Platforms such as Kubernetes and Cloud Foundry can solve many of these problems. There are a few they can’t avoid, however.

CAP Theorem and Kubernetes

CAP Theorem Triangle with 'Availability' and 'Partition Tolerance' sides highlighted

The CAP Theorem posits that a stateful distributed system can guarantee at most two of the following properties:

  • Consistency - every read request is guaranteed to either receive the most current data or fail
  • Availability - ability to continue serving requests without the guarantee that the response contains the most current data
  • Partition Tolerance - resiliency in the event of dropped or degraded network communication between nodes

There is no right answer when it comes to selecting which two CAP properties your distributed system will guarantee. It’s all about tradeoffs. If you’re designing a distributed database to store financial transactions for a bank, you’ll want to favor Consistency over Availability in the event of a network partition.
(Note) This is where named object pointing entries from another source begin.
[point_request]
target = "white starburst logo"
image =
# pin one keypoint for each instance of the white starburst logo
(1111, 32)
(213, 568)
The cost of returning incorrect financial information is simply too high.

However, if you’re designing a distributed system to manage a highly available web service deployment, you’ll surely want to choose Availability over Consistency. If some portion of your services is running out of date code or configuration, so be it. At least they’re still serving customer requests instead of errors!
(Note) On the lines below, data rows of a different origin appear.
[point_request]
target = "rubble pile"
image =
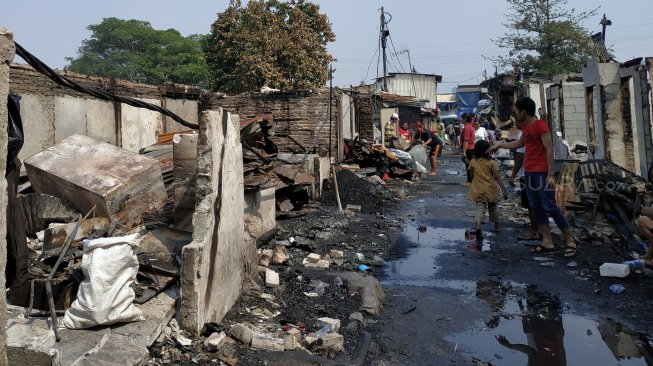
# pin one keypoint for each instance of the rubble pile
(609, 200)
(263, 170)
(114, 201)
(358, 189)
(376, 159)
Since Kubernetes is optimized for running resilient, highly available workloads, it chooses Availability. State updates are propagated over time in what is known as eventual consistency. Eventual consistency means that if no new updates are made to a system, then eventually, the system will converge. This means that eventually, all nodes will reflect the most current update and be Consistent. There are no guarantees around how long this “eventually” will take. In the event of a crashed process, it could be less than a second. If a network cable is unwittingly unplugged, it could take days. All that is “guaranteed” is that an eventually consistent system will try to make the desired state of the system into its actual state.

What is Desired and Actual State?

To make this all a bit more concrete, let’s consider a real-world distributed system that we’re all aware of: a household HVAC system.
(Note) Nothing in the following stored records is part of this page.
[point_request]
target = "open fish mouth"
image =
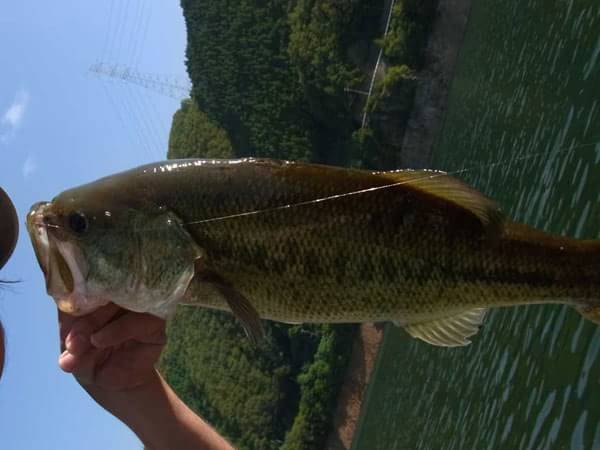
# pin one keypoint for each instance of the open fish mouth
(61, 261)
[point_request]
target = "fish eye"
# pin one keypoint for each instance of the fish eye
(78, 222)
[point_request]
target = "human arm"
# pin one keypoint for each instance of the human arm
(112, 353)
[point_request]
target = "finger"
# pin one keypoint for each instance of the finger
(143, 328)
(77, 343)
(129, 368)
(85, 325)
(83, 367)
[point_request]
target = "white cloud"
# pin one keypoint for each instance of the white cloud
(13, 116)
(29, 166)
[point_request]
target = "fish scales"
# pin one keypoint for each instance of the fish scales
(297, 242)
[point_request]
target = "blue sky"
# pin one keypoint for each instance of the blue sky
(62, 125)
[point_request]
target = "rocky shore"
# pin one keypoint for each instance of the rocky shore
(423, 128)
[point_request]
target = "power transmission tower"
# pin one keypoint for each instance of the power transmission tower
(162, 84)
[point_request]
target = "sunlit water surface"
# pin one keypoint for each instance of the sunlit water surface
(527, 83)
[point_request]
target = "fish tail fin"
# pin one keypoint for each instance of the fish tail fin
(591, 313)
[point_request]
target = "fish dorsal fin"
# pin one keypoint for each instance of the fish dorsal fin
(450, 331)
(453, 190)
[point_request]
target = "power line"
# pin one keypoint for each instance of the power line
(161, 84)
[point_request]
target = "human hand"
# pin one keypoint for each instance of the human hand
(111, 348)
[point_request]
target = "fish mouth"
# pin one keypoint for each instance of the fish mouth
(60, 259)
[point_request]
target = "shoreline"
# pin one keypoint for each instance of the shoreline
(422, 131)
(431, 96)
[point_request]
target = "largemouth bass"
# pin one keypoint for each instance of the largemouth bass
(296, 242)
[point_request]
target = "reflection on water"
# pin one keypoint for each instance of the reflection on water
(526, 94)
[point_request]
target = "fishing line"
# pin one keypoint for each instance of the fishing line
(434, 174)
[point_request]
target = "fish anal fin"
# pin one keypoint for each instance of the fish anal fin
(239, 305)
(455, 191)
(451, 331)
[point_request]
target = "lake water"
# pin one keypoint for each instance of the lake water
(524, 119)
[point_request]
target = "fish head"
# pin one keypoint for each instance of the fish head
(97, 246)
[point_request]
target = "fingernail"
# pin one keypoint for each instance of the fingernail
(96, 340)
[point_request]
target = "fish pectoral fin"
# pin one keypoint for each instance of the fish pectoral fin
(239, 305)
(453, 190)
(243, 310)
(451, 331)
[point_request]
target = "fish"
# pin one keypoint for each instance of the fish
(296, 242)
HVAC system showcasing desired state from the thermostat influencing the furnace and air conditioner

When you set the temperature on the thermostat to 70 degrees, what you’re really doing is requesting that the temperature be 70 degrees. Setting the temperature on the thermostat does nothing on its own. However, the thermostat will work together with the furnace and air conditioner to make this request a reality. In other words, the HVAC system will work to make this desired state (thermostat) into the actual state of your home.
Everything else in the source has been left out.